Une démocratie québécoise ébranlée
Qu’on ne s’y trompe pas, le portrait est nauséabond au point où c’est la démocratie québécoise elle-même qui est mise en danger.
Joli et fort ironique cadeau que ce rapport en cette journée internationale de la démocratie (1)…
«S’il devait y avoir une intensification du trafic d’influence dans la sphère politique», avertit d’ailleurs ce rapport, «on ne parlerait plus simplement d’activités criminelles marginales, ni même parallèles : on pourrait soupçonner une infiltration voire une prise de contrôle de certaines fonctions de l’État ou des municipalités.»

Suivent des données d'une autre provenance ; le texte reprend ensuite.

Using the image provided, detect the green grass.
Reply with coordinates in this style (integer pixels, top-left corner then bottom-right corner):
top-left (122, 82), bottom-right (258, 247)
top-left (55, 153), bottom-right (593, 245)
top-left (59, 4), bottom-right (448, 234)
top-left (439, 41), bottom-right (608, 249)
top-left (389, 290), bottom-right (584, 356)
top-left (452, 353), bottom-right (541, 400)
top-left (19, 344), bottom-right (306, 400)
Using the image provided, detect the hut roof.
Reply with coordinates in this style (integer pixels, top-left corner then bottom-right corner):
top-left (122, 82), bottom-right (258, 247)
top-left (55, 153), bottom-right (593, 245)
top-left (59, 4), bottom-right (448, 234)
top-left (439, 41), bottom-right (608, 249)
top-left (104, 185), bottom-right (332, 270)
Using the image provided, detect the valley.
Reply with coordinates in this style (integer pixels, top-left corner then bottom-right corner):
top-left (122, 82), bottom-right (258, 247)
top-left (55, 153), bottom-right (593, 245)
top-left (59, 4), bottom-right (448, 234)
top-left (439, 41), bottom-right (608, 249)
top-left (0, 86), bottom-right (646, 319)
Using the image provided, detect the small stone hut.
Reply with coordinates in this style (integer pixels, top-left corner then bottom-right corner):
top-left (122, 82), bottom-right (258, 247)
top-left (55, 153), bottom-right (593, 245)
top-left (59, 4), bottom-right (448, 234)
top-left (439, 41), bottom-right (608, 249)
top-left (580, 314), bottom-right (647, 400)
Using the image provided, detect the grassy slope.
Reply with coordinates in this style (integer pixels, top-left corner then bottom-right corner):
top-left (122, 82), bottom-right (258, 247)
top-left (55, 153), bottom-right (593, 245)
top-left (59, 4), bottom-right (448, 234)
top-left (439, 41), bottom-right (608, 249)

Dès novembre 2009, voici ce que j’écrivais là-dessus dans ma chronique «La pieuvre» portant sur l’aspect proprement tentaculaire du problème:
«Dans ce monde à l’envers, pendant que Jean Charest s’entête à « prioriser les enquêtes policières », la Fraternité des policiers de Montréal, elle, demande une enquête publique sur l’industrie de la construction! Même le président de l’Association des policiers provinciaux affirme que c’est la seule manière de « vraiment modifier les façons de faire » et de s’assurer que les milliards dépensés en infrastructures « s’en vont dans les bonnes poches ». Une démocratie est gravement dysfonctionnelle lorsque ce sont des policiers, et non le gouvernement, qui se préoccupent de l’intégrité des institutions et de la gestion des fonds publics.»
Face au refus du gouvernement de créer cette commission d’enquête pourtant essentielle pour nettoyer les écuries encrassées de ce «système», c’est peut-être alors d’une élection générale dont les Québécois auraient besoin.
Or, ce pourrissement de l’atmosphère a également un effet délétère sur la participation des citoyens aux élections, sur la confiance envers les élus, de même qu’un impact dévastateur sur l’ensemble de la classe politique.
Ce faisant, c’est non seulement LA politique qui s’en trouve éclaboussée, mais LE politique.
Bref, au-delà du coût qu’en paiera sûrement le PLQ dans les prochains sondages, l’important dans toute cette saga est que c’est l’exercice même de la démocratie, ainsi que ses institutions et ses représentants, qui s’en trouvent ici sérieusement ébranlés.